Files produced per call: {name}_conversation.txt — speaker-labelled transcript · {name}_timing.json — talk time per speaker in seconds · {name}_sentiment.json — segment-level sentiment and emotion timeline

LLM Analysis

The analysis step sends the parsed conversation to your chosen LLM with a structured prompt. Switch providers by changing the LLM_PROVIDER environment variable.

analysis prompt

ANALYSIS_PROMPT = """
Analyze this call transcription from start to finish.

TRANSCRIPTION:
{transcription}

Provide a structured response covering each of the following:

1. Speaker identification — which speaker is the customer, which is the agent?
2. Customer type — new/potential customer or existing customer?
3. Opening problem — what issue or query did the customer raise initially?
4. Products or services — what was the customer inquiring about or facing issues with?
5. Agent response — how did the agent handle and resolve the issue throughout the call?
6. Resolution outcome — was the issue resolved? Was the customer satisfied at the end?
7. Sentiment arc — how did the customer's sentiment shift across the call?
8. Upsell or cross-sell signals — any opportunities the agent identified or missed?
9. Competitor mentions — were any competitors referenced?
10. Summary — two-sentence outcome summary.

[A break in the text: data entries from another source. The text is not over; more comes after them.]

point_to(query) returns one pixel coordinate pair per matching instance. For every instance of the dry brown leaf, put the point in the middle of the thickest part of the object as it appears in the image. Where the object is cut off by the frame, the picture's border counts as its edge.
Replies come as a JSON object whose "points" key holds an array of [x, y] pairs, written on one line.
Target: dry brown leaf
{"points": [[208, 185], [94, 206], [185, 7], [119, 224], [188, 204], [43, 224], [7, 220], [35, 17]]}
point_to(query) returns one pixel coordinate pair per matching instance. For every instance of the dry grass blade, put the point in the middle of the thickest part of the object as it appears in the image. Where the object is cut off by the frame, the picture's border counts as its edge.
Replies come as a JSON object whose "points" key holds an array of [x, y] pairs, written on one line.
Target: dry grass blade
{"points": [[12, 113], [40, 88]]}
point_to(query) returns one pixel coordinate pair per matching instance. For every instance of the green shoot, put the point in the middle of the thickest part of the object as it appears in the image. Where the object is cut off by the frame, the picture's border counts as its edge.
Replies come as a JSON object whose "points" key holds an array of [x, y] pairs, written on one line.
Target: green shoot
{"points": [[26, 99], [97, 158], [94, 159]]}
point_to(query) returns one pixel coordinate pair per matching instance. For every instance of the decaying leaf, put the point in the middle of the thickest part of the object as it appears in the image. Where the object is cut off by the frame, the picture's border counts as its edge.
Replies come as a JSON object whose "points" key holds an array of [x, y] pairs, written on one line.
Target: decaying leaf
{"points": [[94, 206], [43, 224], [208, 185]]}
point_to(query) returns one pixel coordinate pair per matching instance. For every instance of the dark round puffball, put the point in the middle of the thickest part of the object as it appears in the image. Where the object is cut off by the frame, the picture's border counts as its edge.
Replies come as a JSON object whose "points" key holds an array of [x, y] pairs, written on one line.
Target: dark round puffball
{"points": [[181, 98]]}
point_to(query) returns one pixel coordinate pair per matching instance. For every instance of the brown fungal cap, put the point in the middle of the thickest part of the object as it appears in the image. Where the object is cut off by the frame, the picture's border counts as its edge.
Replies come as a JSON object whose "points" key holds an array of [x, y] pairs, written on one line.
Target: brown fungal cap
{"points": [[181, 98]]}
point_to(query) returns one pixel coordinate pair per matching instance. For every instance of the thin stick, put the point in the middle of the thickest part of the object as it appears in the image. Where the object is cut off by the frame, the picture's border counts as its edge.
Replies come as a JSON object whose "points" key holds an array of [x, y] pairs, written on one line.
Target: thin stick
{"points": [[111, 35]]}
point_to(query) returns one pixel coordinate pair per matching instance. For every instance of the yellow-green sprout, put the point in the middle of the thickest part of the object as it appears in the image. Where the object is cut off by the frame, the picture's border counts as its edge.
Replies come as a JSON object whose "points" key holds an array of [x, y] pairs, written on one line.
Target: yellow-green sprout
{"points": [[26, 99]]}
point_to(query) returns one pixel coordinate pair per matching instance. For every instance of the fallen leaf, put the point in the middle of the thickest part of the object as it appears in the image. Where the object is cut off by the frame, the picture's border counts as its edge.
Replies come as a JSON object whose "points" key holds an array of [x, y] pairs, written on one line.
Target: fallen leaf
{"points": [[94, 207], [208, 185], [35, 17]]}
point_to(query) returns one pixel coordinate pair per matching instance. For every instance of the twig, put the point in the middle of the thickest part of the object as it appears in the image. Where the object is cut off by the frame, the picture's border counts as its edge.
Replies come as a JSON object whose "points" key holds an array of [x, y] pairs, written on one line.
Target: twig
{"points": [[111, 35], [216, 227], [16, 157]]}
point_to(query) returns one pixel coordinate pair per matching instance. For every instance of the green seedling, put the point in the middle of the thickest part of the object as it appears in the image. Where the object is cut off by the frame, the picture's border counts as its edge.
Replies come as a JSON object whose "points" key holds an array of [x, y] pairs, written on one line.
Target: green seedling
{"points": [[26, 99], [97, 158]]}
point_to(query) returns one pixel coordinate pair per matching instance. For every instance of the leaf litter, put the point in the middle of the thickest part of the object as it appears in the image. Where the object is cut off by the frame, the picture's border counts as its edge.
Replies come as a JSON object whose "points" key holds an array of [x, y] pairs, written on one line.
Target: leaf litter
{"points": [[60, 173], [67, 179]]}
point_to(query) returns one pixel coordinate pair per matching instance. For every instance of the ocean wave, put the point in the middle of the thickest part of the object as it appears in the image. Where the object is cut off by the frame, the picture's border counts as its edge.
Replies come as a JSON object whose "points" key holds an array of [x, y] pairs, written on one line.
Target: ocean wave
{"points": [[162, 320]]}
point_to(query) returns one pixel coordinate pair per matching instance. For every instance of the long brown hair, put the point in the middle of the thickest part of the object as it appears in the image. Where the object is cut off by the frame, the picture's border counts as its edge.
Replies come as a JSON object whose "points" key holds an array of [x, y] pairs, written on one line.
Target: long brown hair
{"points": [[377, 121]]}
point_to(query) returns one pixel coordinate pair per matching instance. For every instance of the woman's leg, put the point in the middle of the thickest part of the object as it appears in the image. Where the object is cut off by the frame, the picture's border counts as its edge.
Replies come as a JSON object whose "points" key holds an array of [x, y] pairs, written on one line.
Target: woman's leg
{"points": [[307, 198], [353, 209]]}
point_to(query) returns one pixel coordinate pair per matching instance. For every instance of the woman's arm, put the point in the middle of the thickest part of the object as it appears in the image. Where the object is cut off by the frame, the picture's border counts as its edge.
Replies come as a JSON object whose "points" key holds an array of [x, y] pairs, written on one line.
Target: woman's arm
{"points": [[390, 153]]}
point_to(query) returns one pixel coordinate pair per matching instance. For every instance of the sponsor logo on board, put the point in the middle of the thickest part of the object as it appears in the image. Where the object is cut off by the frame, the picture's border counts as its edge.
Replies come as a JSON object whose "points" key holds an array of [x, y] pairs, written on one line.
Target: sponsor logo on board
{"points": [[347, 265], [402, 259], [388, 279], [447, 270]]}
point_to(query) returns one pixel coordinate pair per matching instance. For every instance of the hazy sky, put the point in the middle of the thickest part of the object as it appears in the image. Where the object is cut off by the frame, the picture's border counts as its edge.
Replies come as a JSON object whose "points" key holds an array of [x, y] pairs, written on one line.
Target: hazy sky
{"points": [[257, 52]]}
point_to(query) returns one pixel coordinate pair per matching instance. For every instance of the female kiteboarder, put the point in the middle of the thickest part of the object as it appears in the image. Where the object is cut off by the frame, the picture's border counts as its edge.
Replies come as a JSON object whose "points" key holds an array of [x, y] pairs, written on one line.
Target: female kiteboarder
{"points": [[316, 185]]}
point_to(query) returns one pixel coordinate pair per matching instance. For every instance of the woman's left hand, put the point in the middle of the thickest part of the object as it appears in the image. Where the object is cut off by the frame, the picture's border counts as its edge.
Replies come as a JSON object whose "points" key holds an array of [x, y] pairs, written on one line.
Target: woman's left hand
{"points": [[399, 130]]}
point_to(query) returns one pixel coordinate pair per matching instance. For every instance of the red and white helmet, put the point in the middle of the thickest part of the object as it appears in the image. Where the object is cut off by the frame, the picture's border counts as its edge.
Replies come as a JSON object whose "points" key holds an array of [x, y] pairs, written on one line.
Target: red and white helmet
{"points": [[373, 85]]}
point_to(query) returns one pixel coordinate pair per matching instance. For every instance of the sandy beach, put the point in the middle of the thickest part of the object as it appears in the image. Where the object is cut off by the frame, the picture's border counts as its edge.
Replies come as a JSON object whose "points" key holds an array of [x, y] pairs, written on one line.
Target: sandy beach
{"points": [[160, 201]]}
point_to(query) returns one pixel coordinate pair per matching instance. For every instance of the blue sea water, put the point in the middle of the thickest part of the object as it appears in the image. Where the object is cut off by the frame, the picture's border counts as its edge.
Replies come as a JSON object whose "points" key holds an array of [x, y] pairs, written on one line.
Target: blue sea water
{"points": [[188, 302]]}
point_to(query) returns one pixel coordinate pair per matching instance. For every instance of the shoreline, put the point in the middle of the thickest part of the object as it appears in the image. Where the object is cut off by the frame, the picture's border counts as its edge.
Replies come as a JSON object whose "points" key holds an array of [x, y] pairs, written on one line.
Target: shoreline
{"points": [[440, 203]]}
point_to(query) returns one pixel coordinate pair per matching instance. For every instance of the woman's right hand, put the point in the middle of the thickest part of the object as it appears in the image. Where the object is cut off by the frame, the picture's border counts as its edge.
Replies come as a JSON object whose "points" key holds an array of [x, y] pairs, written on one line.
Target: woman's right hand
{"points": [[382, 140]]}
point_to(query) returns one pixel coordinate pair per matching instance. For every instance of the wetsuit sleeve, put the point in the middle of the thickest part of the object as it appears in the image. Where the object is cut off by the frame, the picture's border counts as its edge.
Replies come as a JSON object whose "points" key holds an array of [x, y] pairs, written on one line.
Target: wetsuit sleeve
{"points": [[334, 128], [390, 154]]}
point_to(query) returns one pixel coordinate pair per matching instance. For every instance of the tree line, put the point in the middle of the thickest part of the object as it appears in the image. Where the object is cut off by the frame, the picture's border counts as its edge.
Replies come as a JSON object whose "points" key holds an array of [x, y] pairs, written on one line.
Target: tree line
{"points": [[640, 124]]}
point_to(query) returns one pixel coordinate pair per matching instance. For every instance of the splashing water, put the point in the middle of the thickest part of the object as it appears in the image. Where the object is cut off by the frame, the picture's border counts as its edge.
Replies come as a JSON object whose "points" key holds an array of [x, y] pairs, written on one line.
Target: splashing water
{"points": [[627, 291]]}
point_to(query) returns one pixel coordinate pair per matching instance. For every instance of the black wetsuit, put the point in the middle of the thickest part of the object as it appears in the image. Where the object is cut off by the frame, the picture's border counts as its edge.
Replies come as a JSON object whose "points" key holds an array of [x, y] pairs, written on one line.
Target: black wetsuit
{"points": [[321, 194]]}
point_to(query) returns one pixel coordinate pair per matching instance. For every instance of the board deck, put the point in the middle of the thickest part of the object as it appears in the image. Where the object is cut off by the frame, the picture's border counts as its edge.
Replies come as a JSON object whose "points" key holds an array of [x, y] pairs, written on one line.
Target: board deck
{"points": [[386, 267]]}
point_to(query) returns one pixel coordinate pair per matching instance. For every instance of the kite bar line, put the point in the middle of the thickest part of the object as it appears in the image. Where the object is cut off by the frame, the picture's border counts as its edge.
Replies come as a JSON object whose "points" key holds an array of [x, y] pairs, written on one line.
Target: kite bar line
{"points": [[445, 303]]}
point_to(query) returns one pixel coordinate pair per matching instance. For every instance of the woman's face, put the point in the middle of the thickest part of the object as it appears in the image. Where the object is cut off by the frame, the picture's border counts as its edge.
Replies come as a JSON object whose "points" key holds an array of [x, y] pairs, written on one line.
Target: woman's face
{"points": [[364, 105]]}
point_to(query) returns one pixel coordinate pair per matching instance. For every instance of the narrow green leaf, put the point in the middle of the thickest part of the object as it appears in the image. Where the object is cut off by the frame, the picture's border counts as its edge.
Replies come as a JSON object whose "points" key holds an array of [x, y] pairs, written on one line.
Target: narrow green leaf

Note: Segment-level sentiment and emotion are tagged in the transcript where available.
"""

analyze_transcription + _call_llm

def analyze_transcription(self, conversation_path: str, output_dir: Path, file_name: str) -> dict:
    """Run LLM analysis on a parsed conversation file."""
    transcript = Path(conversation_path).read_text(encoding="utf-8")
    analysis   = self._call_llm(
        system="You are a call analytics expert. Provide structured, actionable insights.",
        user=ANALYSIS_PROMPT.format(transcription=transcript),
    )
    out = output_dir / f"{file_name}_analysis.txt"
    out.write_text(analysis.strip(), encoding="utf-8")
    print(f"Analysis saved: {out}")
    return {"file_name": file_name, "analysis_path": str(out)}


def _call_llm(self, system: str, user: str) -> str:
    """Route to Claude or OpenAI based on LLM_PROVIDER env variable."""
    if LLM_PROVIDER == "claude":
        if anthropic is None:
            raise ImportError("Install the anthropic package: pip install anthropic")
        client = anthropic.Anthropic(api_key=os.getenv("ANTHROPIC_API_KEY"))
        msg    = client.messages.create(
            model="claude-opus-4-8",
            max_tokens=2000,
            system=system,
            messages=[{"role": "user", "content": user}],
        )
        return msg.content[0].text

    elif LLM_PROVIDER == "openai":
        if OpenAI is None:
            raise ImportError("Install the openai package: pip install openai")
        client = OpenAI(api_key=os.getenv("OPENAI_API_KEY"))
        resp   = client.chat.completions.create(
            model="gpt-4o",
            messages=[
                {"role": "system", "content": system},
                {"role": "user",   "content": user},
            ],
        )
        return resp.choices[0].message.content

    raise ValueError(f"Unknown LLM_PROVIDER '{LLM_PROVIDER}'. Set to 'claude' or 'openai'.")

Ad-hoc Q&A

Ask any question against a transcribed call — useful for targeted investigation after bulk processing.

answer_question

def answer_question(self, question: str) -> None:
    """Answer a question for every transcribed call in the current session."""
    for fname, data in self.transcriptions.items():
        transcript = Path(data["conversation_path"]).read_text(encoding="utf-8")
        answer     = self._call_llm(
            system="",
            user=f"TRANSCRIPT:\n{transcript}\n\nQUESTION: {question}",
        )
        q_hash = hashlib.sha1(question.encode()).hexdigest()[:6]
        out    = Path(data["conversation_path"]).parent / f"{fname}_q_{q_hash}.txt"
        out.write_text(f"Q: {question}\n\nA:\n{answer}", encoding="utf-8")
        print(f"Answer saved: {out}")

Summary Report

Generate a single summary report across all analyzed calls in the session.

get_summary

SUMMARY_PROMPT = """
Based on this call analysis, provide a concise 2–3 word answer for each point:

{analysis_text}

1. Customer and Agent
2. Customer Type
3. Main Issue
4. Service Discussed
5. Agent Response Quality
6. Customer Satisfaction
7. Overall Sentiment
8. Competitor or Upsell Signal
9. Resolution Status
"""


def get_summary(self) -> None:
    """Generate a single summary report across all calls in the session."""
    ts  = datetime.now().strftime("%Y%m%d_%H%M%S")
    out = Path(OUTPUT_DIR) / f"summary_{ts}.txt"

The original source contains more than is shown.